Dickinson recently hosted a conversation on defending democracy with the nonpartisan, nonprofit civic action organization Keep Our Republic. The event, "Our Fragile Republic—Sounding the Alarm in Defense of Democracy," took place at noon on Monday, April 3, in the Stern Center Great Room. Speakers included former Pa. Gov. Tom Corbett, former U.S. House Majority Leader Richard Gephardt, Pennsylvania legal expert Velma Redmond and Keep Our Republic Executive Director Ari Mittleman. Associate Professor of Political Science Sarah Niebler joined the group to discuss her research into election processes in Pennsylvania. President John E. Jones III '77, P'11, who is a former federal judge, served as moderator. The event was livestreamed.
“Keep Our Republic is about being proactive in our efforts to protect and strengthen our democracy,” said Jones. “That spirit of civic engagement is something we take very seriously at Dickinson, where a broad range of opportunities in and out of the classroom gives our students the resources to explore how they can make a difference in their communities in informed and thoughtful ways, and this is another opportunity for a fulfilling partnership.”
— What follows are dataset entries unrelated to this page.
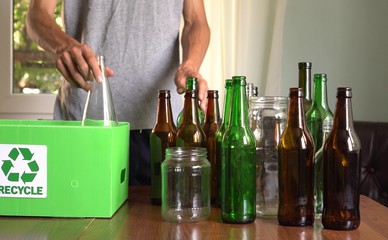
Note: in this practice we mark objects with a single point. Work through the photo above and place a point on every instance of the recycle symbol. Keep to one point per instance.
(7, 167)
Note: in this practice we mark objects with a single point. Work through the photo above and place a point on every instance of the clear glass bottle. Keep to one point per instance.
(268, 117)
(163, 136)
(210, 127)
(319, 110)
(341, 154)
(305, 83)
(191, 84)
(220, 133)
(318, 171)
(238, 190)
(185, 185)
(296, 171)
(99, 108)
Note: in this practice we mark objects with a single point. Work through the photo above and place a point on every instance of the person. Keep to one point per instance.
(140, 40)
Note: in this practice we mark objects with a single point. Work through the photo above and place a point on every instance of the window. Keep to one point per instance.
(16, 105)
(33, 70)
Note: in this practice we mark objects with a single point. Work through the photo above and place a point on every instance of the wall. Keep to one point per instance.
(348, 40)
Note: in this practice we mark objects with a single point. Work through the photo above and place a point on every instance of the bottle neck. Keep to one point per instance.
(227, 105)
(305, 79)
(320, 93)
(190, 108)
(192, 84)
(296, 115)
(239, 114)
(343, 116)
(213, 111)
(164, 113)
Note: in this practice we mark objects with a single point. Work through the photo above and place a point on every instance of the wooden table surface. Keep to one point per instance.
(138, 219)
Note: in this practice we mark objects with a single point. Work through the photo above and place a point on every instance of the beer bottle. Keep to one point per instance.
(210, 127)
(220, 133)
(305, 83)
(238, 197)
(191, 84)
(319, 111)
(296, 155)
(163, 135)
(341, 156)
(190, 132)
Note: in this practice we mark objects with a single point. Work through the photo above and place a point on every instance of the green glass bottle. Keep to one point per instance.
(305, 83)
(296, 172)
(318, 171)
(191, 84)
(220, 134)
(210, 127)
(238, 175)
(163, 136)
(190, 132)
(319, 110)
(341, 168)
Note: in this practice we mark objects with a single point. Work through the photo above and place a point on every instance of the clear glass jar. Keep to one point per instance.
(268, 117)
(185, 185)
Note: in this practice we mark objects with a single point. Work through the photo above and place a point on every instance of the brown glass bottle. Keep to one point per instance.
(296, 155)
(190, 132)
(210, 127)
(341, 169)
(305, 83)
(163, 136)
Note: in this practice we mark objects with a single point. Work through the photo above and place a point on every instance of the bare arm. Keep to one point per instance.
(195, 41)
(73, 59)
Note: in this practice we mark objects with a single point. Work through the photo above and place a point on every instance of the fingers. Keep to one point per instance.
(78, 64)
(180, 81)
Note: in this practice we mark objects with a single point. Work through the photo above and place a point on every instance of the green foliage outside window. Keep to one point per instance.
(33, 69)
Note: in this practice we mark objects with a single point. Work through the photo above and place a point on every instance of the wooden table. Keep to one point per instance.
(138, 219)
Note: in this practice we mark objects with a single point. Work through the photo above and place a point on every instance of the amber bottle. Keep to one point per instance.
(296, 172)
(210, 127)
(163, 135)
(341, 167)
(190, 132)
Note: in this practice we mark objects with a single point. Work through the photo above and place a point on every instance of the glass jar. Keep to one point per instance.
(268, 117)
(185, 185)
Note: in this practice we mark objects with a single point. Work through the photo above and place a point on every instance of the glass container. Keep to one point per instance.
(185, 185)
(268, 117)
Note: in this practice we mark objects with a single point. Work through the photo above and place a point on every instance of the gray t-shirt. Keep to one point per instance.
(139, 39)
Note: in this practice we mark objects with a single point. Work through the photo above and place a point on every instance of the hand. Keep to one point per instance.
(184, 71)
(77, 62)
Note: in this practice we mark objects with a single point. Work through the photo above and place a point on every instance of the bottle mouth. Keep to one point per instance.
(180, 153)
(305, 65)
(344, 92)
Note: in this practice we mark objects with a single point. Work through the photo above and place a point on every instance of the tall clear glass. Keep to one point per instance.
(268, 117)
(99, 109)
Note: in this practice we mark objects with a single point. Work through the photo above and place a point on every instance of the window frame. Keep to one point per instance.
(17, 106)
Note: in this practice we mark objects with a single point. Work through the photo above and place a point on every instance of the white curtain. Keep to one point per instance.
(246, 39)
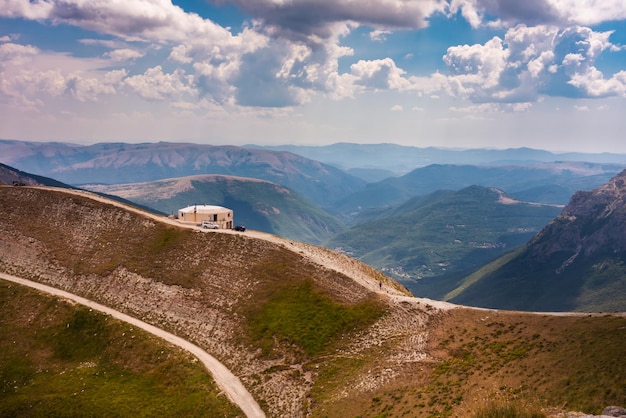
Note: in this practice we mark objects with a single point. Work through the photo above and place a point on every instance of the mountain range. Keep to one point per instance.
(308, 331)
(428, 228)
(443, 234)
(113, 163)
(266, 206)
(401, 159)
(577, 262)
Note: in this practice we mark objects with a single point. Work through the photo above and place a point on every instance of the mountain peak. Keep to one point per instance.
(593, 222)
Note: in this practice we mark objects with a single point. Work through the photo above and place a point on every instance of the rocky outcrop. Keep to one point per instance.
(592, 222)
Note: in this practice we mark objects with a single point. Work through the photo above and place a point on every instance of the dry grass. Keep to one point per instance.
(413, 360)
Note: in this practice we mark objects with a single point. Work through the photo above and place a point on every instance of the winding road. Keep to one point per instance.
(226, 381)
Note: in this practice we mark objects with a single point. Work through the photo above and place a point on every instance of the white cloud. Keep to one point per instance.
(125, 54)
(154, 84)
(537, 12)
(379, 35)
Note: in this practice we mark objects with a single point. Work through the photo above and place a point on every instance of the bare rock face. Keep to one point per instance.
(593, 221)
(614, 411)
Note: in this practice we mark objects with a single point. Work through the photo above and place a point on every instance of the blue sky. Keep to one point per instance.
(547, 74)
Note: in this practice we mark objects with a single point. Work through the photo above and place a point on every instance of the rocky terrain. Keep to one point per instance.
(419, 358)
(575, 263)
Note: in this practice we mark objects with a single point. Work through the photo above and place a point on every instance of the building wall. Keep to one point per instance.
(223, 217)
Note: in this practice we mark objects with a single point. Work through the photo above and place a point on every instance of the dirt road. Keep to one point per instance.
(228, 382)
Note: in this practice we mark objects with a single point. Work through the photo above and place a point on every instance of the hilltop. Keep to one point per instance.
(309, 332)
(258, 204)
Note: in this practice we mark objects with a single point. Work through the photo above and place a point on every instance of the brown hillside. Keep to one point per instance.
(355, 351)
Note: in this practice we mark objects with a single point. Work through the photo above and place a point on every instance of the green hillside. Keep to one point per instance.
(443, 234)
(305, 338)
(257, 204)
(61, 360)
(576, 263)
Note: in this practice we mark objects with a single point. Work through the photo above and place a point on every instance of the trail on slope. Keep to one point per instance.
(224, 378)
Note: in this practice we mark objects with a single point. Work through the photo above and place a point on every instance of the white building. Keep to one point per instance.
(195, 214)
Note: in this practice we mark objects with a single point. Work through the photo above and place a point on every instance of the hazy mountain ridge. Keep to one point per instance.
(258, 204)
(10, 176)
(445, 233)
(213, 288)
(529, 181)
(114, 163)
(577, 262)
(403, 159)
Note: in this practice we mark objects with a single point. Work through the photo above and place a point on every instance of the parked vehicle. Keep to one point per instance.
(209, 225)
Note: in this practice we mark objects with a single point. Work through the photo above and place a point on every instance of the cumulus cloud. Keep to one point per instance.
(123, 54)
(533, 61)
(289, 51)
(154, 84)
(540, 12)
(322, 18)
(131, 20)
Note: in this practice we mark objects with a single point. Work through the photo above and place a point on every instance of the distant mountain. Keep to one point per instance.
(529, 182)
(446, 233)
(577, 262)
(258, 204)
(114, 163)
(403, 159)
(13, 176)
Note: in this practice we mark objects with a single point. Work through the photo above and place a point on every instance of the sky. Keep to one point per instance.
(546, 74)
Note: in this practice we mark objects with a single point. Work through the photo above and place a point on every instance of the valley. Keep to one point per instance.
(403, 356)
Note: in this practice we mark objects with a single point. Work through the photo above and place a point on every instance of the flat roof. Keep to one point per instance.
(204, 208)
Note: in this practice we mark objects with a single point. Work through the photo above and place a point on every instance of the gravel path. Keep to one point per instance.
(228, 382)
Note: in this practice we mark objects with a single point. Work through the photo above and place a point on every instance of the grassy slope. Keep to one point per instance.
(472, 357)
(259, 205)
(57, 359)
(483, 358)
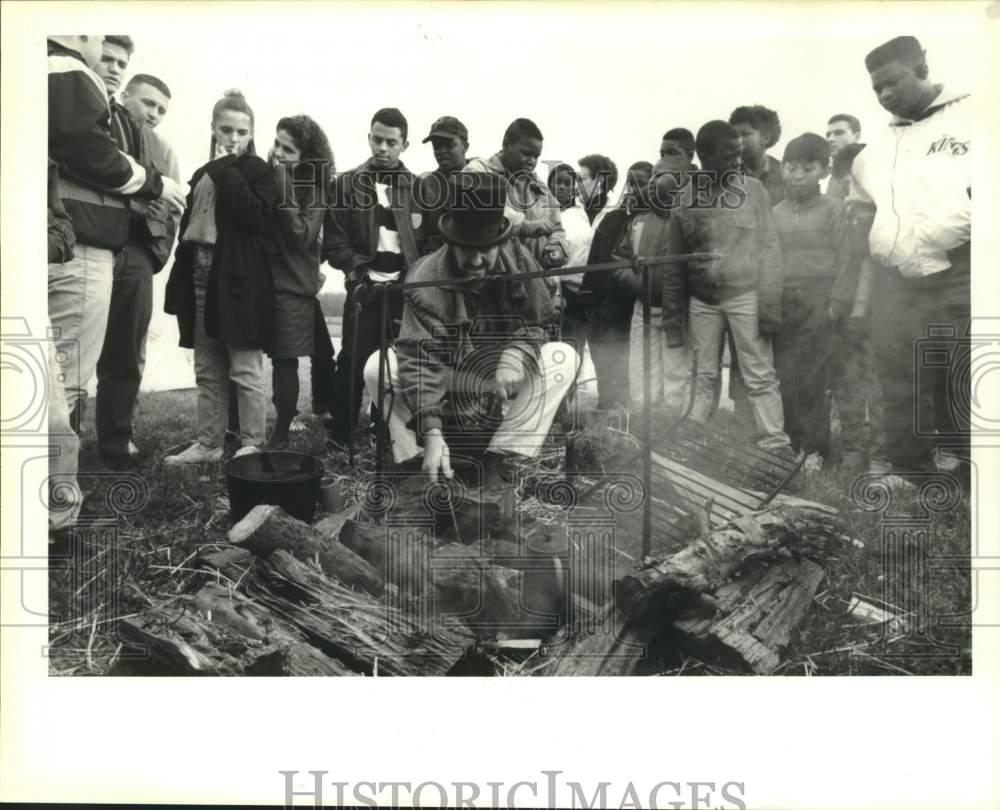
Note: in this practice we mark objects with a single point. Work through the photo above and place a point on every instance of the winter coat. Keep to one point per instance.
(452, 336)
(60, 231)
(95, 177)
(240, 303)
(816, 251)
The event marked the launch of Keep Our Republic’s bipartisan Pennsylvania Advisory Council, which is chaired by Corbett. Founded in 2020, Keep Our Republic is a nonpartisan organization dedicated to protecting a republic of laws and strengthening the checks and balances of our democratic electoral system. Keep Our Republic was active in Pennsylvania leading up to—and in the aftermath of—the 2020 election, educating Pennsylvania leaders, the media and the public of potential threats to the integrity of our elections. Keep Our Republic aims to identify and warn against significant and pervasive threats to democracy in the run-up to the 2024 election, including unsubstantiated challenges to election results, disputes over the certification of presidential electors and the rise of extremist, anti-democratic groups.
"The eyes of the nation will be on Pennsylvania once again in 2024,” Corbett said. “We may not agree on everything, but we all can do our part to lower the temperature and strengthen our democracy.”